Apr 22 2014

Motivated Memory

I have had the following experience many times, and so I suspect that it is a near-universal experience. You are in a heated conversation with one or more other people who have differing opinions on the topic of discussion. Perhaps it’s just a fight over personal matters. After the heat has died down and calmer emotions prevail, you try to come to some sort of resolution about the prior conversation. Such efforts, however, are complicated by the fact that everyone has a very different memory of the conversation you just shared.

A related experience that is also common occurs when discussing a topic about which there is disagreement (such as politics), and then revisiting the topic weeks or months later. Again, everyone has a different memory of the prior discussion, including which facts were established. It’s almost as if the previous conversation had not taken place.

It’s as if everyone edits their memories to fit their existing narrative. In this way, memory can be a very dangerous thing – it gives us a false confidence in our current beliefs and attitudes. We believe the facts support our position. However, we often choose our facts based on our narrative, rather than craft a narrative based upon facts.

We tend to easily see this process in others, but of course often fail to see it in ourselves.

As an aside, this is perhaps one of my favorite aspects of the internet, combined with smartphones. Now, during a conversation and in real time, I can look up a reference to establish a fact, rather than just relying on everyone’s edited memories.

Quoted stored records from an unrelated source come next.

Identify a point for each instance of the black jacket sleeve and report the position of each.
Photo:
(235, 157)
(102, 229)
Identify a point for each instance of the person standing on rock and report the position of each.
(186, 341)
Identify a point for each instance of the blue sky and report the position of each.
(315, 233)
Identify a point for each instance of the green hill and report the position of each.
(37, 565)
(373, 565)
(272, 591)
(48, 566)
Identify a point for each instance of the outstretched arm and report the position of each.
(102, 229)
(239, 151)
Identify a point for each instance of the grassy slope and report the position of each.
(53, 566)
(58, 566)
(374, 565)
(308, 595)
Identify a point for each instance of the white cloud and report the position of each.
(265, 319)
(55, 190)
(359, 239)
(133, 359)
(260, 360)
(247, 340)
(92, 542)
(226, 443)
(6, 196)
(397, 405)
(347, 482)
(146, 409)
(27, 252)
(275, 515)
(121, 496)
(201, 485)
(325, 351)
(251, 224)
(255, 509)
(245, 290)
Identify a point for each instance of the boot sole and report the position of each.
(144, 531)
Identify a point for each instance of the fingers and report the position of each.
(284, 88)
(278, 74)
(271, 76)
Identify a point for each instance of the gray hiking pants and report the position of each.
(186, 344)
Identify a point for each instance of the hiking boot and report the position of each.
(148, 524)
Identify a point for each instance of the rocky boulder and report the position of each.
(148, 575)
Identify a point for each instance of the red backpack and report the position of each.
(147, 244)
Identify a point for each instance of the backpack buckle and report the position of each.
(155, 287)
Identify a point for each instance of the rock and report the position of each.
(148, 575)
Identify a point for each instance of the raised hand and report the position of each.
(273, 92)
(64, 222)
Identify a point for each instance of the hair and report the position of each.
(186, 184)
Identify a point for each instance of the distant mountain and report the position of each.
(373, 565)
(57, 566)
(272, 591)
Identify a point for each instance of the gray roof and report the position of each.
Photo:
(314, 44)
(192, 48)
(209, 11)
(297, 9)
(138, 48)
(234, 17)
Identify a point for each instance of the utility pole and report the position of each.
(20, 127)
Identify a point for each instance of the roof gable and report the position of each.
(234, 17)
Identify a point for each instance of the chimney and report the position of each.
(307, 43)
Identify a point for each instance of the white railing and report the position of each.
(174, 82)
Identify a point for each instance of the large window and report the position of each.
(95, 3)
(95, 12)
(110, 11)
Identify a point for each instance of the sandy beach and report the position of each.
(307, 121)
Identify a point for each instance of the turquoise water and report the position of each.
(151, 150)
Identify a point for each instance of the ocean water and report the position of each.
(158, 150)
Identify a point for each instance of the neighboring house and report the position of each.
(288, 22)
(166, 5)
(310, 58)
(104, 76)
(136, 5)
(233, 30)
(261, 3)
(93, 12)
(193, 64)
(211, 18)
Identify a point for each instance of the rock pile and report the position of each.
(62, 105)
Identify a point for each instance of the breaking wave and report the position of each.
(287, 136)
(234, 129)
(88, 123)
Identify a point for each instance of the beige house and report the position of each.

A newly published study sheds further light on this common experience of dueling memories. The researchers wanted to explore the effect of in-group vs out-group status on memories of wartime atrocities. Specifically, they looked at memories of stories of atrocities committed by either American or Afghan soldiers.

Subjects were given written stories about atrocities committed by either side, including a justification for their actions. After a distraction period they then watched a video in which some of the stories were repeated, but without the justification. Following another distraction period they were then asked questions about the stories.

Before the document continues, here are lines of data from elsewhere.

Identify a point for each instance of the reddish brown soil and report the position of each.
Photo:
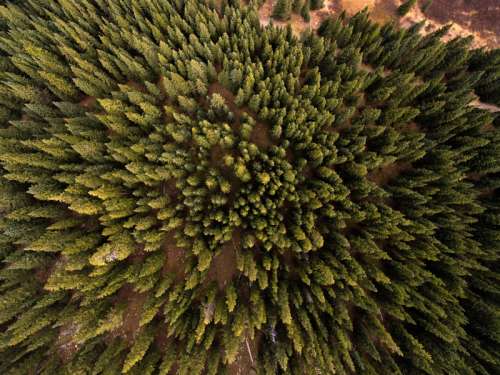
(381, 176)
(479, 16)
(88, 101)
(66, 347)
(223, 267)
(260, 134)
(132, 314)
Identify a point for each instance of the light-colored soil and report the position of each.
(463, 23)
(488, 107)
(296, 21)
(223, 267)
(174, 265)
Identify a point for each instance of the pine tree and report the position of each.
(406, 6)
(282, 10)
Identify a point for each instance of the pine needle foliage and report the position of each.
(344, 174)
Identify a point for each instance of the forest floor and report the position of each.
(469, 17)
(478, 18)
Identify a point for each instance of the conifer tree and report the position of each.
(282, 9)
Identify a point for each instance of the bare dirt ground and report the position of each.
(297, 22)
(474, 17)
(479, 18)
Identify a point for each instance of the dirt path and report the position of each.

As predicted by the researchers, Americans were more likely to remember the justifications for the actions of American soldiers than they were for Afghan soldiers.

Previous research has clearly established that humans are tribal – we think in terms of in-group and out-group. We can show tremendous altruism and compassion towards members of our in-group, while simultaneously displaying callous cruelty toward members of an out-group. History provides many examples – in extreme cases out-groups can be entirely dehumanized, allowing for unlimited cruelty.

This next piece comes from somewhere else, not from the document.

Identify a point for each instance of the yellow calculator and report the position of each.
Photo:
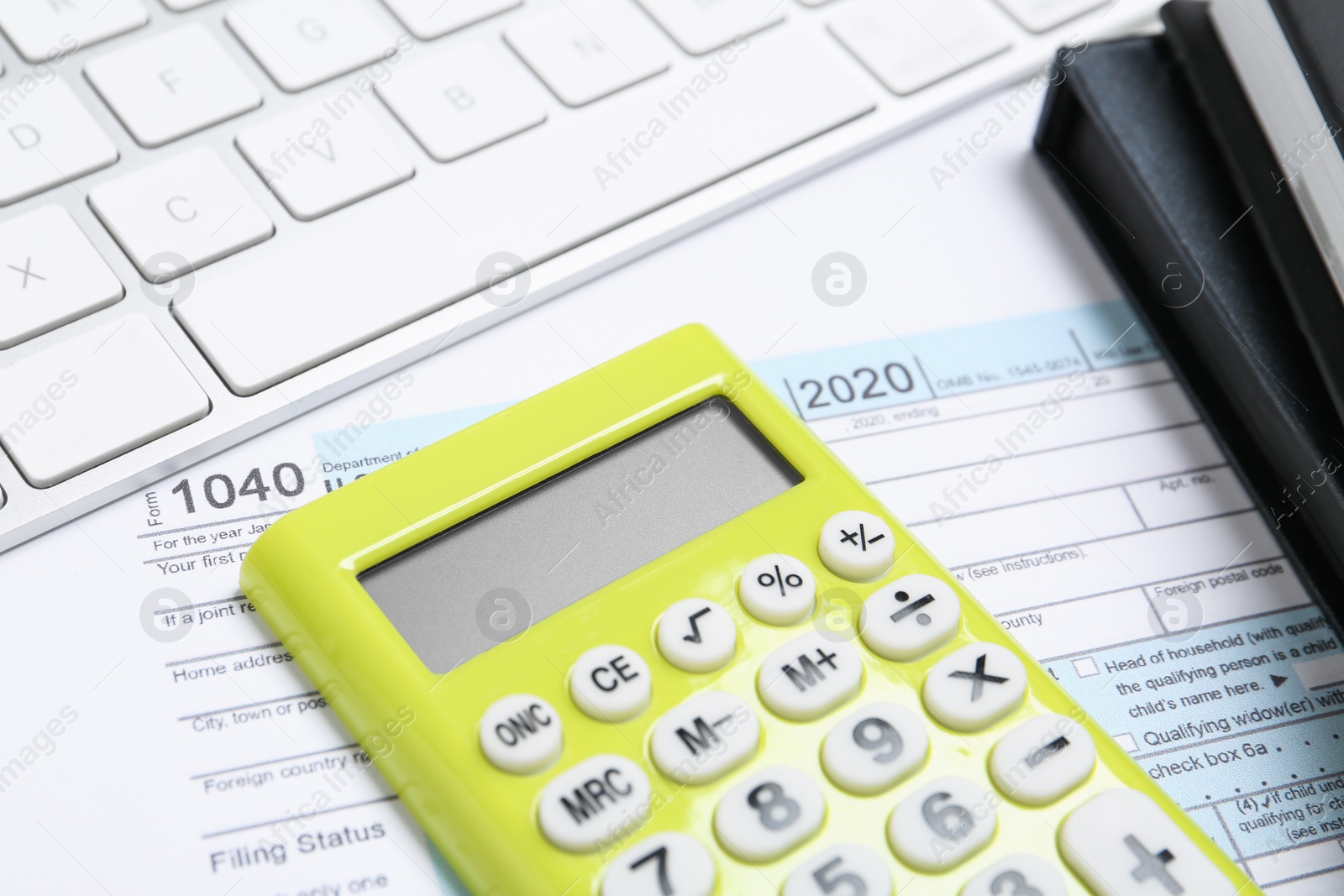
(644, 636)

Another way to look as this is through cognitive dissonance. It is likely that many Americans have a narrative that we are the good guys and the Taliban are the bad guys. A story about American atrocities is at odds with that narrative, causing cognitive dissonance, while stories about Afghan atrocities is compatible with our narrative. The cognitive dissonance is relieved by a justification for the bad behavior – they had to torture that captured soldier because he had information about an upcoming attack which could harm civilians.

It makes sense that we would hold onto those cognitive dissonance-relieving facts and remember them. Meanwhile, justifications for the behavior of the other guys is of no emotional value, and in fact may cause a bit of cognitive dissonance, depending on how strong our narrative is about them being the bad guys.

All of this gets filed under the general phenomenon of confirmation bias – we tend to notice and remember details that support our existing narrative, and miss, forget, or explain away details which contradict our existing narrative.

So we have cognitive dissonance, confirmation bias, in-group-out-group bias, and selective memory all conspiring together in this study.

The important thing to keep in mind is that this is our everyday experience. Such biases and more are in effect at all times, and not just in other people, but in ourselves (that is the hardest thing to remember). Just knowing that such biases exist is helpful, but not sufficient to erase their influence (that rationalization is particularly insidious).

It takes effort and cognitive work to step back from our immediate reactions and analyze our thought processes for potential bias. Psychologists call this metacognition – thinking about thinking. It can, and should be, a life-time project.